В послепетровское время наступает пора речевой экзальтации, избытка речи, причем по нарастающей: XIX век многоречивей XVIII-го, а XX-й вообще взорвался каким-то немыслимым изобилием слов. Но, как ни странно, все это словоизвержение, слововерчение производит впечатление немоты, т.е. речи, заглушающей саму себя и превращающейся в форму молчания. В 1840-е годы, с приходом в культуру разночинцев, таких как Белинский и Чернышевский, французский «аристократический» язык начинает выходить из употребления, зато русский язык вбирает множество иностранных слов, в основном политических терминов: «социализм», «буржуазия», «прогресс», «реакция», «солидарность», «эксплуатация», «эмансипация», «обскурантизм» и другие, составившие костяк революционно-демократической, а затем и советской фразеологии185
. С этого времени русская культура впадает в речевой транс, в неистовство, хлыстовщину и хлестаковщину, захлестывает себя словами, среди которых много чужих, едва понятных, но звучных и правильных, – вертится и приседает, ведет себя, как шаман, заговаривающий общественную боль, «бубнит и бьет в бубен». Слова употребляются как заклятия, а не средства общения или сообщения. Прогресс, интеллигенция, разум… Народ, Россия, спасение… Пролетариат, диктатура, коммунизм… Если на буддистском Востоке впадают в транс молчания, то русская культура – в транс говорения. Но поскольку речь употребляется именно как самоцельное звучание-заклинание, она впадает в молчание, перестает быть слышной, как переставали быть слышными громкие кличи и лозунги, ежечасно повторявшиеся по советскому радио. Это молчание возвращает нас к той тишине, которая была в допетровской, азиатской России, но уже на уровне непрерывно раздающейся и себя заглушающей речи.Дмитрий Галковский отмечает в русском языке «предрасположенность к заболеванию бессмыслицей»186
. Но это заболевание происходит от влечения к сверхсмыслу, когда слово не сообщает факт (информативная функция речи по Л. Витгенштейну), а существует на собственных правах, как «творческое да будет» (формативная функция речи по С. Булгакову). Именно формативная функция речи создает зону молчания внутри словесного шквала. Информативная речь сообщает ровно столько, сколько сообщает, она не накапливает в себе молчания.
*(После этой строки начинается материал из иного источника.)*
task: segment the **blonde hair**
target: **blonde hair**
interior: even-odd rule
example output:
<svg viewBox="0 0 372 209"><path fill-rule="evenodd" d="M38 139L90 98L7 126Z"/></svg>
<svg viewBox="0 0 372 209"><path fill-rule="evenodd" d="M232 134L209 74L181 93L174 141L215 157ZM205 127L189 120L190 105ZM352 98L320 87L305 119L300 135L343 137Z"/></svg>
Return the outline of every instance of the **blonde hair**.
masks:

Русское слово оказывается формативно избыточным и одновременно информативно недостаточным, оно вращается вокруг себя и несет пустую воронку смысла.Можно выделить три уровня слова: святословие, смыслословие, пустословие
. На высшем уровне слово есть бытие или творчество бытия и может произноситься в молчании. На среднем слово сообщает о бытии, его звучание соотносится с реальностью, передает факт, обретает смысл. На низшем уровне слово не содержит в себе бытия и не сообщает о нем, оно лишено смысла и, хотя звучит полновесно, вместе с тем таит в себе немоту. Особенность слова в русской культуре – это проскакивание между высшим и низшим уровнями, минуя средний. Пренебрегая «человеческой», информативной функцией и пытаясь взять на себя сразу «божественную» функцию, слово превращается в магическое или идеологическое заклинание и в конце концов – в чистую фикцию, в набор ничего не значащих звуков. Когда формативное слово исходит из человеческих уст и имитирует акт божественного творения, «да будет», не подкрепляясь информативным, познавательно-сообщительным актом, такое слово становится деструктивным, деформирующим, поскольку безразлично к данности своего предмета и лишь подчиняет его магическому заданию. Святословие переходит в пустословие, сверхсмысл – в бессмыслицу, поскольку не выдерживается средний уровень слова как знака, сообщения. Бессловесность оказывается изнанкой российской словесности.